Four+ hours of features fully restored, early radical never before distributed films, revolutionary maps and action guides.
Includes a 36-page full color magazine and posters unearthed from the vaults.
In 1968 The Living Theatre, an anarcho-communalist troupe led by Julian Beck and Judith Malina, returned to America from years of self-imposed exile in Europe with what would become their best-known production: "Paradise Now," a post-Artaud play that sought to completely dissolve the boundaries of human interactions through a practice of live collective creation, forging a revolutionary harmony between actors and audience. "The purpose of the play is to lead to a state of being in which non-violent revolutionary action is possible," wrote Julian, and he meant it. What happened each night onstage-and offstage, and then out into the streets-was a series of purposefully provocative and interventionist actions, from marijuana smoking and full-body group nudity to screamed declarations, intense arguments, dance and (yes) orgies, sometimes involving audience members. They attracted the attention of the police, the derision of mainstream critics, and the devotion of many, including The Doors' Jim Morrison, who followed them from performance to performance up the West Coast.

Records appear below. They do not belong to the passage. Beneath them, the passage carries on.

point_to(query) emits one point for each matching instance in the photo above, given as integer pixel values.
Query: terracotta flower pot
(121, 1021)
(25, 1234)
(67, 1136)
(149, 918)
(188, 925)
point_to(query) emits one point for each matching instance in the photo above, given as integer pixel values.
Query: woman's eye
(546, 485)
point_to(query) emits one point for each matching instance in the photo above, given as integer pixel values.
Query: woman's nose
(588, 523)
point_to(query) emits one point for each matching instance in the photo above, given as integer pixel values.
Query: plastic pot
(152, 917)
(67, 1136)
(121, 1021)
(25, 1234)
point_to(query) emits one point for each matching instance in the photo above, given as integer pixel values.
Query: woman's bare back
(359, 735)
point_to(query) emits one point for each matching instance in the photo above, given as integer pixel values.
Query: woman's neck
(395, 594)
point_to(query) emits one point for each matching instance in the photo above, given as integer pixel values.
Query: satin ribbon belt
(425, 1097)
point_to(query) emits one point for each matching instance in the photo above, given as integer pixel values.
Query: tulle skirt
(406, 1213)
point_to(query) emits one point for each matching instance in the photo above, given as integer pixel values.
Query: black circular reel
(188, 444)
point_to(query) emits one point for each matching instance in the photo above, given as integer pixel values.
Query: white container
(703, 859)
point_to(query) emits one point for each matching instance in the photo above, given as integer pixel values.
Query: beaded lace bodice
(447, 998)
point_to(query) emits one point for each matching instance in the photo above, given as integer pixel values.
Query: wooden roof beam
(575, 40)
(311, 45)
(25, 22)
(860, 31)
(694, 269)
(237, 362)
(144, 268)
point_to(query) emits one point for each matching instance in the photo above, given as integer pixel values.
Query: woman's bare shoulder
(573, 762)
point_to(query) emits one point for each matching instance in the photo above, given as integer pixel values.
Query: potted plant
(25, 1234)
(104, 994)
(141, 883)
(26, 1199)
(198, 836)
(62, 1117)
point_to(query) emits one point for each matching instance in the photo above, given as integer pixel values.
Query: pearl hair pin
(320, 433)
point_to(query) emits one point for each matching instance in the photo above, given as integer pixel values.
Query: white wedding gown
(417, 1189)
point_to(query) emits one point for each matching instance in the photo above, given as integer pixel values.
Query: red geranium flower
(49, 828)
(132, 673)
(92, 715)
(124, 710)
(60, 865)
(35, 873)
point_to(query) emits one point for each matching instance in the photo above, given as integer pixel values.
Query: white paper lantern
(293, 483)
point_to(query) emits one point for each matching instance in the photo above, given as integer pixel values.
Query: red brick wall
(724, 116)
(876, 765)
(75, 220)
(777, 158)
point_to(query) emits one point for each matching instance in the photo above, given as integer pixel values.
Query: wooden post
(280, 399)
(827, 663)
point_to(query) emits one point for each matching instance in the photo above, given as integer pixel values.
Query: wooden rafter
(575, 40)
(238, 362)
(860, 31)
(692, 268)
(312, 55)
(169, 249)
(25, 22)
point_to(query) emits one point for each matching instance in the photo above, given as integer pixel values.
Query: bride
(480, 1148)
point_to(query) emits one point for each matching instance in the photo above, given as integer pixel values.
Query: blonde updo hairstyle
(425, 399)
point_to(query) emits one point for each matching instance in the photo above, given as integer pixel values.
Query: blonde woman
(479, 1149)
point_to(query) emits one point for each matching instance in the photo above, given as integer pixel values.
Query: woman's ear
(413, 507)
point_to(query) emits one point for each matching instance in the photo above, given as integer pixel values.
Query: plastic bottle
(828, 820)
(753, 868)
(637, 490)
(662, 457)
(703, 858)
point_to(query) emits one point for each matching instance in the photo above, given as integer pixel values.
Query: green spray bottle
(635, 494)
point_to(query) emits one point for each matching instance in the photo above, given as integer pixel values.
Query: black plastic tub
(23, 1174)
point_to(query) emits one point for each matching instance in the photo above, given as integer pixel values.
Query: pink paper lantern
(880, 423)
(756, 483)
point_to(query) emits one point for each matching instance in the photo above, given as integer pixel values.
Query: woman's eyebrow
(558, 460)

Paradise Now: The Living Theatre in Amerika collects two major contemporaneous films documenting the Living Theatre during this sensational period-Marty Topp's masterful "Paradise Now," a filmic, intense collage of inflammatory performance footage and soundtrack (including music by the MC5) produced by poet/mystic/mylar photographer/filmmaker Ira Cohen (The Invasion of Thunderbolt Pagoda), and Gwen Brown's "Emergency!," a fly-on-the-wall documentary featuring interviews and priceless footage of theatre members composing scenes, building sets, taking care of their toddlers and battling skeptical members of the press-as well as new interviews with Judith Malina and other Living Theatre members, texts and art by Julian Beck, Antonin Artaud and others that informed "Paradise Now," an alternate soundtrack for "Emergency!," two large posters, a short film documenting a recent revival of "Paradise Now," and much more.